Coaching boosts employee retention and employee engagement, but it can be difficult to choose a strategic focus for coaching efforts. Focusing on employees' writing skills helps managers and organizations save time, improve results, and see a clear ROI on their coaching efforts.
Oakland, CA, May 12, 2015 (Newswire.com) - Coaching efforts pay off in the form of greater employee engagement. Supportive coaching on communication skills yields high returns on managers’ investments of time and energy because communication is an essential skill across virtually every dimension of professional life. That fact builds short- and long-term ROI into coaching efforts on writing skills.

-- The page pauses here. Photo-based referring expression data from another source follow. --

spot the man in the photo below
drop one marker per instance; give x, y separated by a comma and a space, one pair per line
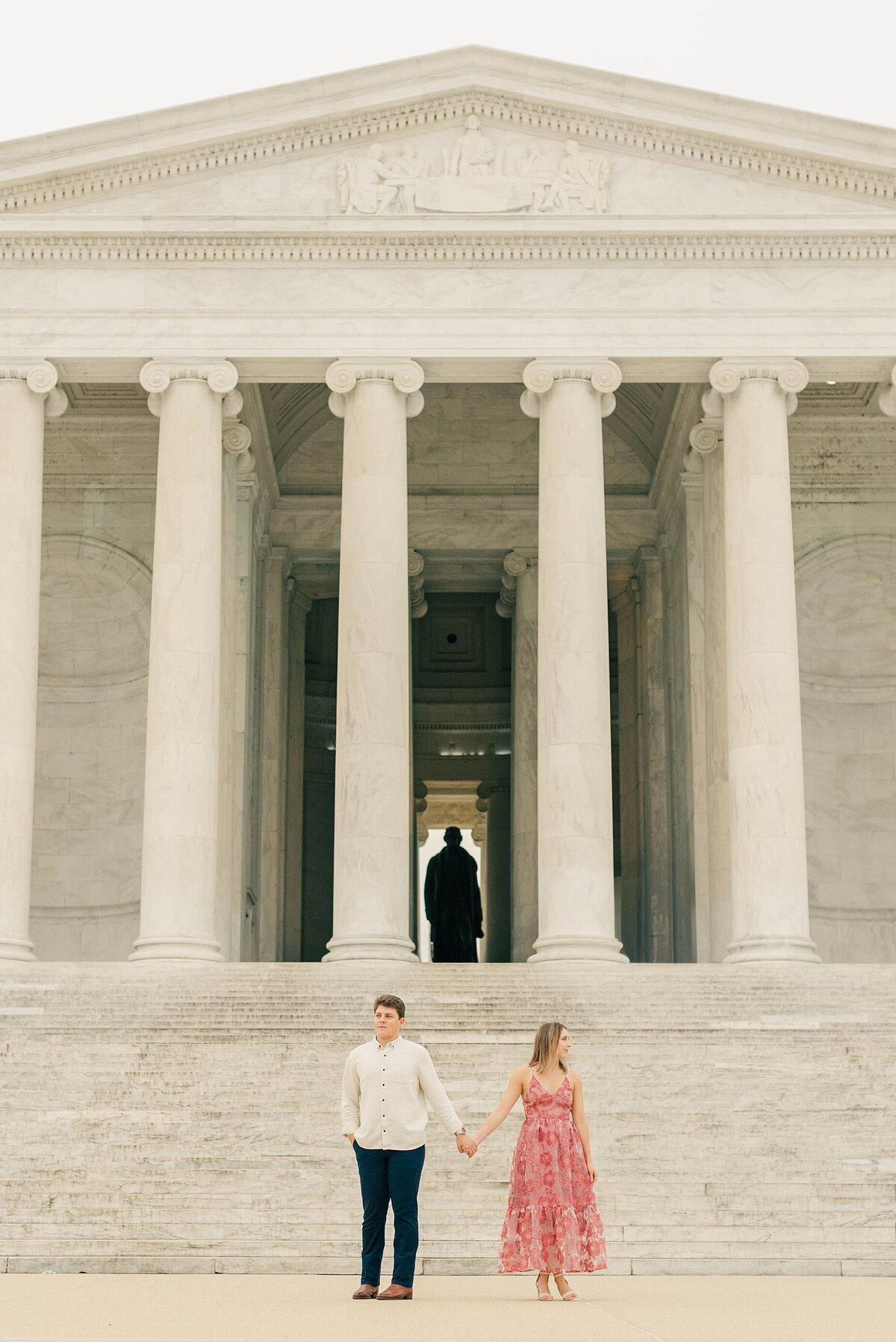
452, 902
385, 1089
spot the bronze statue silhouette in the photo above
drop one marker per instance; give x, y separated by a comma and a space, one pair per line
452, 901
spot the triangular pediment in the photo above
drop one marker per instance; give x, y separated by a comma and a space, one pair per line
461, 134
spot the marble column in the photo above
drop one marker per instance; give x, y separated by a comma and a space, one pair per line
576, 887
523, 609
769, 885
631, 725
273, 742
494, 801
659, 941
294, 828
183, 727
237, 441
28, 392
706, 439
370, 879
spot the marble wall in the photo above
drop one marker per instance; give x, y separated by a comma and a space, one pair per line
847, 611
92, 698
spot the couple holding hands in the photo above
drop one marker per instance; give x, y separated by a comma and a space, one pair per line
552, 1225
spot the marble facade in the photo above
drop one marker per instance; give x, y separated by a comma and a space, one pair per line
303, 391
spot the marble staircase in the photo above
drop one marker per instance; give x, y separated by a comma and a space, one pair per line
168, 1119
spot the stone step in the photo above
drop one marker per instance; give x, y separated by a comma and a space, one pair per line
155, 1118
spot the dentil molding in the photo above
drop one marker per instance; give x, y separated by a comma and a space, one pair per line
667, 249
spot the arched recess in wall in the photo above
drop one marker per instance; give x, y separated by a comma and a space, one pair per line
847, 621
92, 725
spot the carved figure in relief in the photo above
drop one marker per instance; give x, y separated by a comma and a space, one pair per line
405, 170
365, 187
475, 178
474, 155
538, 168
581, 178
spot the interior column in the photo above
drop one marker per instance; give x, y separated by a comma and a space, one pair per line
27, 394
520, 601
769, 885
181, 784
370, 878
576, 895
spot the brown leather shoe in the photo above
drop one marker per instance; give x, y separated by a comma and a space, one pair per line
396, 1293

Two months ago in Forbes, behavioral statistician Joseph Folkman studied on-the-job coaching and reported the following:
"Writing skills are a silver bullet. Strong writing advances every aspect of business — from effective problem solving to clear analysis, inspiring leadership, cooperative teamwork, and effective customer and client support. Coach employees to become better writers, and their general work is bound to improve."
Natasha Terk, Managing Director, Advanced Communication Designs
- Over 60% of new hires who “are thinking about quitting” jobs have supervisors who are not good coaches (contrasted with only 22% who think of quitting although their supervisors are excellent coaches)

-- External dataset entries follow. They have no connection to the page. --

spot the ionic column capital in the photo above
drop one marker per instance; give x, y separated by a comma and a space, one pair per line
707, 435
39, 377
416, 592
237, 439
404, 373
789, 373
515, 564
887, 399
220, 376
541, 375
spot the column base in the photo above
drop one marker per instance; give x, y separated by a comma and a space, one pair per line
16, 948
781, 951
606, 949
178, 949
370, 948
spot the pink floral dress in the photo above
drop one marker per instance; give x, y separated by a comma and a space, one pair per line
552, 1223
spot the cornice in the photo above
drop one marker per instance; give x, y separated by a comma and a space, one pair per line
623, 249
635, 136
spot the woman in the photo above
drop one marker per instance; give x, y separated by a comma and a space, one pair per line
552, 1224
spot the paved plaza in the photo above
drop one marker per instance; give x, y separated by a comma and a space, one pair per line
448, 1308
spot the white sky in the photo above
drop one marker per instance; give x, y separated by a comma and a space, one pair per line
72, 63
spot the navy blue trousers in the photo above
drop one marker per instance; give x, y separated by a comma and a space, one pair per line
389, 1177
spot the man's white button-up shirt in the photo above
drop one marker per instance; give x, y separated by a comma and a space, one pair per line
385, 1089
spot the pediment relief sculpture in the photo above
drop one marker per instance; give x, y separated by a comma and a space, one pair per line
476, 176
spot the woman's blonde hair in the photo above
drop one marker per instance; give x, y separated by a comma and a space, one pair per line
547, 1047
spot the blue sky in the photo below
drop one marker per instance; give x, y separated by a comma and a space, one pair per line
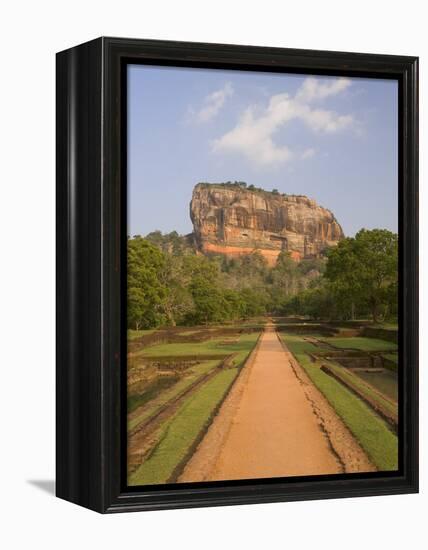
332, 139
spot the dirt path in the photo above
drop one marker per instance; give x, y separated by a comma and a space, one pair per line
272, 426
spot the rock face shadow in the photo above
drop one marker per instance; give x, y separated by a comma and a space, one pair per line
46, 485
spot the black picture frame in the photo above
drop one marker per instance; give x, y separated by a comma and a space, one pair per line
91, 237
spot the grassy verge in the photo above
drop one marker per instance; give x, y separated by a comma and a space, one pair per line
180, 432
185, 382
361, 343
355, 382
133, 334
151, 391
380, 444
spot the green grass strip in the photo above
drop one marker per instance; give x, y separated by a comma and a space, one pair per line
361, 343
134, 334
364, 389
182, 430
195, 373
216, 346
380, 444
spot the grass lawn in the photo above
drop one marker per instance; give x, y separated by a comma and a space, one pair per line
215, 346
182, 430
150, 391
357, 381
152, 407
133, 334
361, 343
380, 444
391, 357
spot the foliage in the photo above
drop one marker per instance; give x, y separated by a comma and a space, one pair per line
169, 284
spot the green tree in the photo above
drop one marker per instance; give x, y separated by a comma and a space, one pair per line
146, 293
364, 271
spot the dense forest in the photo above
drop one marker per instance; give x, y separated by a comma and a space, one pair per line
169, 284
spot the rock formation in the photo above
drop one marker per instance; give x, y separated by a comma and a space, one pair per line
233, 220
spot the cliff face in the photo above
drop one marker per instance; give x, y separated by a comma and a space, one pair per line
234, 221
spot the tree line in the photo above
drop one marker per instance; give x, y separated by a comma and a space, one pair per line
169, 284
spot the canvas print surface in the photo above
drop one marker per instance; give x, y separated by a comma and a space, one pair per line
262, 275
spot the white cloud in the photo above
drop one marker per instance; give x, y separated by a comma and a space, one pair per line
254, 132
213, 104
308, 153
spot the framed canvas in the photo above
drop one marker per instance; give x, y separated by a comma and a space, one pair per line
237, 280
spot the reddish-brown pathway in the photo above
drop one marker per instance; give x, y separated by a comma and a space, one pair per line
272, 429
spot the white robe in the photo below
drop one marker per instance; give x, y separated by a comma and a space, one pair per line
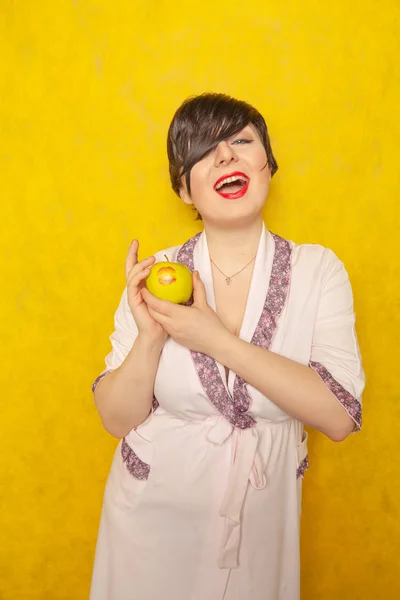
198, 508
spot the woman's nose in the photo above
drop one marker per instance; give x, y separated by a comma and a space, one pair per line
224, 154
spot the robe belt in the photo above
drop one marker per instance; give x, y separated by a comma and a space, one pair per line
246, 466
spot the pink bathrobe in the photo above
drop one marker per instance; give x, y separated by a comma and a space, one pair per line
203, 499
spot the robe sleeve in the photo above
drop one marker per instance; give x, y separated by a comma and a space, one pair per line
122, 338
335, 353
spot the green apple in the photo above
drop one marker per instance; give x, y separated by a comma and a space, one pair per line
170, 281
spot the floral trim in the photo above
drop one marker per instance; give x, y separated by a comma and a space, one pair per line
136, 467
99, 378
302, 468
210, 379
233, 408
155, 404
274, 303
349, 402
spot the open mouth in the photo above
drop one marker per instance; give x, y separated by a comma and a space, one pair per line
232, 185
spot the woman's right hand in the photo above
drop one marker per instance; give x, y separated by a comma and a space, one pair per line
136, 273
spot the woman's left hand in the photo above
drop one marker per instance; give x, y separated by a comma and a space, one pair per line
196, 327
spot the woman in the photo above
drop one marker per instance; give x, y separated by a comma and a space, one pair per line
203, 498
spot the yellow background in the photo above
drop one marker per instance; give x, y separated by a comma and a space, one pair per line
88, 89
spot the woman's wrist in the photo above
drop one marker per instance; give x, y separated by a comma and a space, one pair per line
150, 344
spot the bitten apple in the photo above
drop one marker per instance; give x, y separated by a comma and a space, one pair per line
170, 281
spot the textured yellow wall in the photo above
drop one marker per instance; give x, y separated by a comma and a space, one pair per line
87, 92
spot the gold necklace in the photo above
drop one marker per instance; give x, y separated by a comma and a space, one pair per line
228, 279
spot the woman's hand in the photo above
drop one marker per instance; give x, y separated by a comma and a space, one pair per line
196, 327
136, 273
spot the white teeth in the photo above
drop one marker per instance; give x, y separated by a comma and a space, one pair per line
230, 180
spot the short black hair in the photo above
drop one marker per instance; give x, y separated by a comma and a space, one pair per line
201, 123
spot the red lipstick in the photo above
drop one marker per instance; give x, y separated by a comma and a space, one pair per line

- There’s a precise correlation between these two statements:
- “Overall, I feel that my supervisor is doing a good job”
- “I receive the needed coaching and feedback about my experience”

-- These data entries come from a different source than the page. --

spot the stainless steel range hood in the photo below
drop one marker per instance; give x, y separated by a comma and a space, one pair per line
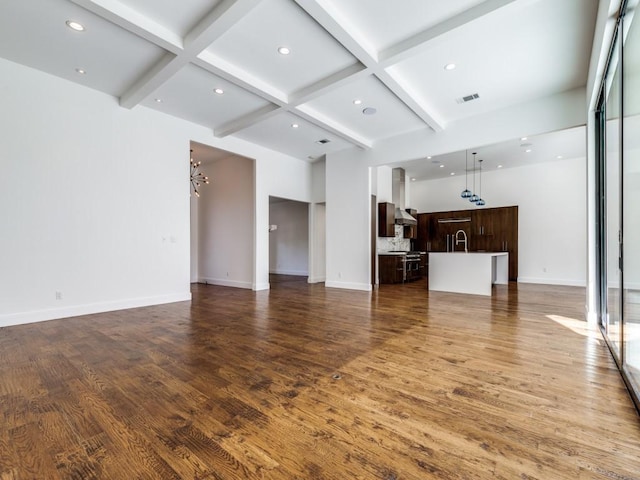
398, 197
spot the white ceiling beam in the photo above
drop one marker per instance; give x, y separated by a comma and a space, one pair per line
233, 74
335, 128
401, 91
413, 45
330, 20
214, 25
134, 22
343, 77
319, 10
246, 121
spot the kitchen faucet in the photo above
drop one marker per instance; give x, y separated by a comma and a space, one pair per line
462, 240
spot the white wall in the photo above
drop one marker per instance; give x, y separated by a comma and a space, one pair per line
317, 223
289, 244
551, 214
193, 219
225, 223
348, 213
94, 201
318, 246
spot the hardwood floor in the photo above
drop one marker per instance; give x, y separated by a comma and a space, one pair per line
304, 382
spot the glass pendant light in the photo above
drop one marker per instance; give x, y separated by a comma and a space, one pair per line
466, 193
474, 198
480, 202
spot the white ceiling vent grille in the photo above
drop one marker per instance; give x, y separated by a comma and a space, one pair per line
468, 98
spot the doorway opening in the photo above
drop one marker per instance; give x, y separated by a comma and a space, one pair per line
288, 241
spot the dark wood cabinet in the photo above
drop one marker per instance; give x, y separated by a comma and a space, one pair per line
386, 219
411, 231
391, 268
422, 232
487, 230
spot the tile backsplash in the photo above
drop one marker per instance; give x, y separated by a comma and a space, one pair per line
386, 244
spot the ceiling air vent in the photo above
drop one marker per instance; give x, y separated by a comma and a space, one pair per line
468, 98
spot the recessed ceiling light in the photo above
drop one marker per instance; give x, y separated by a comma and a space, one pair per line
78, 27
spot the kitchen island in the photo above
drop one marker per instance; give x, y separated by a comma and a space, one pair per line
473, 272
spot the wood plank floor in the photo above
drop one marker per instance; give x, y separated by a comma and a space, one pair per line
304, 382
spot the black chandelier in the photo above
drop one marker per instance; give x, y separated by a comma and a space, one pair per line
197, 177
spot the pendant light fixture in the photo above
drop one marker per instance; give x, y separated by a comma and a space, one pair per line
480, 202
466, 193
474, 198
197, 177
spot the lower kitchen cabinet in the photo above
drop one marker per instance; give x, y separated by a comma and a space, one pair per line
401, 268
391, 268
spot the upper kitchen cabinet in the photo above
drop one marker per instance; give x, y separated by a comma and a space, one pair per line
386, 219
411, 231
422, 233
486, 230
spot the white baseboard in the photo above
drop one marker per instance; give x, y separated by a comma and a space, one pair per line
89, 309
280, 271
316, 279
553, 281
225, 282
366, 287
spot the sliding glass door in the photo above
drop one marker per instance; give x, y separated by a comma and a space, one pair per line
631, 202
611, 317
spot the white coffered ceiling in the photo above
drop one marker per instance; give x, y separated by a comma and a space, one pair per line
171, 55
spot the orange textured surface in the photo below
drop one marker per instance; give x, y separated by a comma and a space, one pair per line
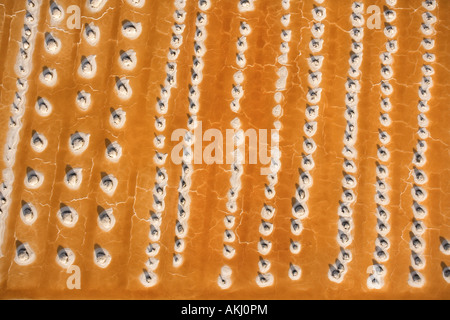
133, 200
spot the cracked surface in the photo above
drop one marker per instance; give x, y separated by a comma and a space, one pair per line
128, 269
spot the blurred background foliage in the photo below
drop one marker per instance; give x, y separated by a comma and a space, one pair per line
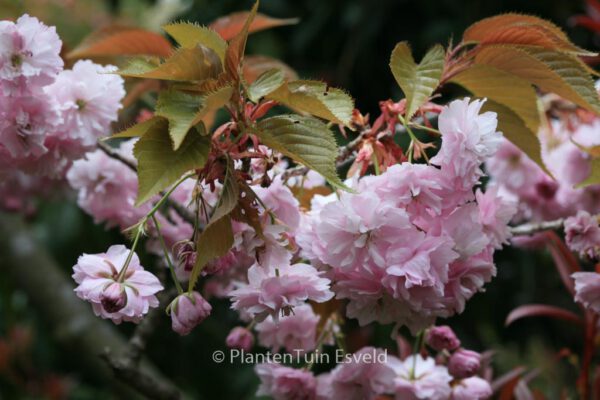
346, 43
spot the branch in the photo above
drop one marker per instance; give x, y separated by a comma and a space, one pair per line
179, 209
70, 320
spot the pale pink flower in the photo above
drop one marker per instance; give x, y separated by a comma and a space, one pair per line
296, 332
442, 338
362, 377
359, 229
582, 234
587, 289
240, 338
187, 311
464, 363
277, 290
89, 97
95, 273
419, 378
285, 383
495, 212
30, 50
473, 388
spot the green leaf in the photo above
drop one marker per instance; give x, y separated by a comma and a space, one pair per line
181, 110
189, 35
504, 88
217, 238
234, 54
514, 129
266, 84
551, 71
159, 166
304, 139
315, 98
139, 129
194, 64
417, 81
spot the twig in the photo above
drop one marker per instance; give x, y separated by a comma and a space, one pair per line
179, 209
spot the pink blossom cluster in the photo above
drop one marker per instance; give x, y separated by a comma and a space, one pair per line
540, 196
49, 116
371, 372
415, 242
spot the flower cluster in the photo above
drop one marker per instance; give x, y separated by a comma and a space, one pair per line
49, 116
371, 372
415, 243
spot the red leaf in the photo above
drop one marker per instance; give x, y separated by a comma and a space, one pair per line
541, 310
232, 24
564, 260
122, 41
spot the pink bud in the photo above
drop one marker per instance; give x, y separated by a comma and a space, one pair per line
113, 298
442, 338
187, 311
464, 363
240, 338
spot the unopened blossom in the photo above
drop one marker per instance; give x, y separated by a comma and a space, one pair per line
582, 234
187, 311
473, 388
418, 378
295, 332
277, 290
362, 377
464, 363
587, 289
240, 338
284, 383
442, 338
29, 50
97, 276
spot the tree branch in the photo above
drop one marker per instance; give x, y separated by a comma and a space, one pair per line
70, 320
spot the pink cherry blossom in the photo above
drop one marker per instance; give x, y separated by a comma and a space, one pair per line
582, 234
30, 50
285, 383
277, 290
187, 311
96, 273
587, 289
419, 378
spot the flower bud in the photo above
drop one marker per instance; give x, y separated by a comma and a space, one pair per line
240, 338
442, 338
113, 298
464, 363
187, 311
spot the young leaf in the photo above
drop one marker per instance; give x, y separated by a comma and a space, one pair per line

“Writing skills are a silver bullet,” says Natasha Terk, Managing Director of consulting firm Advanced Communication Designs and author of The Write It Well Series on Business Communication. The firm offers the professional world coaching services, customized trainings, and train-the-trainer kits on a full range of communication skills.
Terk says, “Strong writing advances every aspect of business — from effective problem solving to clear analysis, inspiring leadership, cooperative teamwork, and effective customer and client support. Coach employees to become better writers, and their general work is bound to improve.”
Folkman and Jack Zenger emphasized in the Harvard Business Review last year that “talented individuals are more inclined to stay with organizations when they feel they are progressing.” Writing skills transfer across any job — fueling career progress even for people who change fields.
Terk offers these five tips for managers who need their employees to focus their internal email-writing skills, or to use their external writing to project a more polished image of the organization:
- Remember that writing can feel personal — even in a business context. “Don’t focus more on an impersonal grammar rule than on your employee’s reactions,” Terk says. “Stay constructive, and show faith in people’s ability to grow.”
- Start your feedback by acknowledging something positive. “Maybe they’ve assembled all the right facts, although a different order might work better. Or maybe they’ve settled on exactly the right idea and just need some tips on concise writing. Start with the positive before introducing a new technique.”
- Ask open-ended questions about your employee’s writing purpose. Terk suggests asking, for instance, “With this particular memo, is there a key topic you wanted to simply inform readers about? Or was your purpose to persuade readers to take action instead?”
- Provide specific feedback with examples — not vague comments about trying a different approach. “Asking people to analyze a specific paragraph is much less intimidating than suggesting their whole writing strategy ‘needs work.’”
- Focus on planning and writing processes that employees can modify and replicate. “Take email subject lines,” Terk says. “You could show employees how to include a persuasive call to action in the subject line of one email they wrote last week. Then you could ask them to repeat the process for the last five persuasive emails they sent out.”
Managers can use Terk’s workbooks to model effective communication and to coach their employees. The seven books in The Write It Well Series on Business Communication include writing exercises with suggested answers, and the firm also coaches and trains managers directly on ways to improve their own writing skills.
“Better writing will save time and improve results every day,” Terk says. “Reliable writing skills prevent misunderstandings and help an employee provide just the info or persuasive ideas that everyone benefits from.”
These outcomes guarantee a solid ROI for the time and effort managers invest into coaching employees to grow as on-the-job writers.